Sur les décisions portant obligation de quitter le territoire français :
3. En premier lieu, pour faire obligation à M. A et à Mme B de quitter le territoire français, le préfet du Territoire de Belfort, après avoir visé les stipulations et dispositions de la convention européenne de sauvegarde des droits de l'homme et des libertés fondamentales et du code de l'entrée et du séjour des étrangers et du droit d'asile pertinentes, notamment l'article L. 611-1 2° et 3°, a rappelé les principaux éléments de leurs situations administratives et personnelles, notamment qu'ils ont déclaré être entrés sur le territoire français de manière irrégulière, qu'en dépit de deux décisions d'éloignement, ils se sont maintenus sur le territoire français, qu'ils séjournent en France avec leurs deux filles et qu'ils ne font valoir aucun élément faisant obstacle à ce que la cellule familiale se reconstitue dans leur pays d'origine. Les décisions contestées comportent ainsi l'énoncé des circonstances qui les fondent et sont, par suite, suffisamment motivées. Cette motivation révèle par ailleurs que le préfet a, contrairement aux affirmations des requérants, procédé à un examen particulier de leurs situations individuelles.

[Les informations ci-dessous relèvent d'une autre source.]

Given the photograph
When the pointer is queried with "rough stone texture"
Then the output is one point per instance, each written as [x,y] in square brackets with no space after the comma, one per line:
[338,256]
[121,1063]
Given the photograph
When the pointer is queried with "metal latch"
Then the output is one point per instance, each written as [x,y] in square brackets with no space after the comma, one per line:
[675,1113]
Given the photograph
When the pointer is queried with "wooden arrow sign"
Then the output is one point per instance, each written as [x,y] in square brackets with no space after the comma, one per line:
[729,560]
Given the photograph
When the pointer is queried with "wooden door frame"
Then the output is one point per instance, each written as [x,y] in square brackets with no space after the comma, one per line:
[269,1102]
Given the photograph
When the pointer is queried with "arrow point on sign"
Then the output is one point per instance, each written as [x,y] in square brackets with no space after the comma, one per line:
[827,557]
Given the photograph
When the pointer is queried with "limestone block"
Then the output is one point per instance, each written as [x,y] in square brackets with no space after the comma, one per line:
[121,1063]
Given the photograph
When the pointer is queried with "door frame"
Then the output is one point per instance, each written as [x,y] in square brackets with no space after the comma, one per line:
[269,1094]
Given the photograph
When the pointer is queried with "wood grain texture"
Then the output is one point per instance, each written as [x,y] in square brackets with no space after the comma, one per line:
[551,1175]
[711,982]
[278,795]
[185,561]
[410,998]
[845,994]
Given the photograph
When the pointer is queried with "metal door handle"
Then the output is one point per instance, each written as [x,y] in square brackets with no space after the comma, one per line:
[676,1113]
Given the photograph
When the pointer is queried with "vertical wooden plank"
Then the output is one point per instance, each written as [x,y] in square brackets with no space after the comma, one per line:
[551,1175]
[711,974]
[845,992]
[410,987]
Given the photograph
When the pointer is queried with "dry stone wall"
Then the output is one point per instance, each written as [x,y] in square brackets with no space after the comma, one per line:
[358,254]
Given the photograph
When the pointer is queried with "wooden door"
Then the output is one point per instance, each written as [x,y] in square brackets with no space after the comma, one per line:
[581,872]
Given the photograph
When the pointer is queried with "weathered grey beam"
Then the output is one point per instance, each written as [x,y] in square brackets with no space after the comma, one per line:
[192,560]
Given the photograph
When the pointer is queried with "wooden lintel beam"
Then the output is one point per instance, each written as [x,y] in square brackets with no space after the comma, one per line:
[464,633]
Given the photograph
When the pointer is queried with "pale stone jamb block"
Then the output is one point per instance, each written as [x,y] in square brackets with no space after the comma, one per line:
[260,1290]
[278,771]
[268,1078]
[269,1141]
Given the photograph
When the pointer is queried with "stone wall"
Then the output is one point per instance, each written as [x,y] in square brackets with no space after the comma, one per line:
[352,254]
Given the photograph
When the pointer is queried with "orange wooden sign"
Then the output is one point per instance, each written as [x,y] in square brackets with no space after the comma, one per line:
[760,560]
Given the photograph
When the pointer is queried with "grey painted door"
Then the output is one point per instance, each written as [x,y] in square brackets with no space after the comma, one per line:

4. En second lieu, les requérants reprennent en appel, sans critiquer utilement les motifs de rejet qui leur ont été opposés par la première juge, le moyen tiré de la méconnaissance de l'article 8 de la convention européenne de sauvegarde des droits de l'homme et des libertés fondamentales. Les bulletins de salaire d'octobre 2022 et les promesses d'embauche délivrées aux requérants, qui ont été produits en appel, sont postérieurs à la date des décisions attaquées et sont ainsi sans incidence sur leur légalité. Par suite, il y a lieu d'écarter ce moyen par adoption des motifs retenus, à juste titre, par la première juge.
Sur les décisions fixant le pays d'éloignement :
5. En premier lieu, il résulte ce qui précède que le moyen tiré par voie de l'exception de l'illégalité des décisions portant obligation de quitter le territoire français soulevé à l'encontre des conclusions dirigées contre les décisions fixant le pays d'éloignement doit être écarté.
6. En deuxième lieu, les décisions fixant le pays à destination duquel M. A et Mme B pourront être éloignés visent les dispositions des articles L. 612-12 et L. 721-3 à L. 721-5 du code de l'entrée et du séjour des étrangers et du droit d'asile et indiquent que les requérants sont de nationalité arménienne et qu'ils n'établissent pas être exposés à des traitements contraires à l'article 3 de la convention européenne de sauvegarde des droits de l'homme et des libertés fondamentales en cas de retour dans leur pays d'origine. Les décisions contestées comportent ainsi l'énoncé des circonstances de droit et de fait qui les fondent et sont, par suite, suffisamment motivées.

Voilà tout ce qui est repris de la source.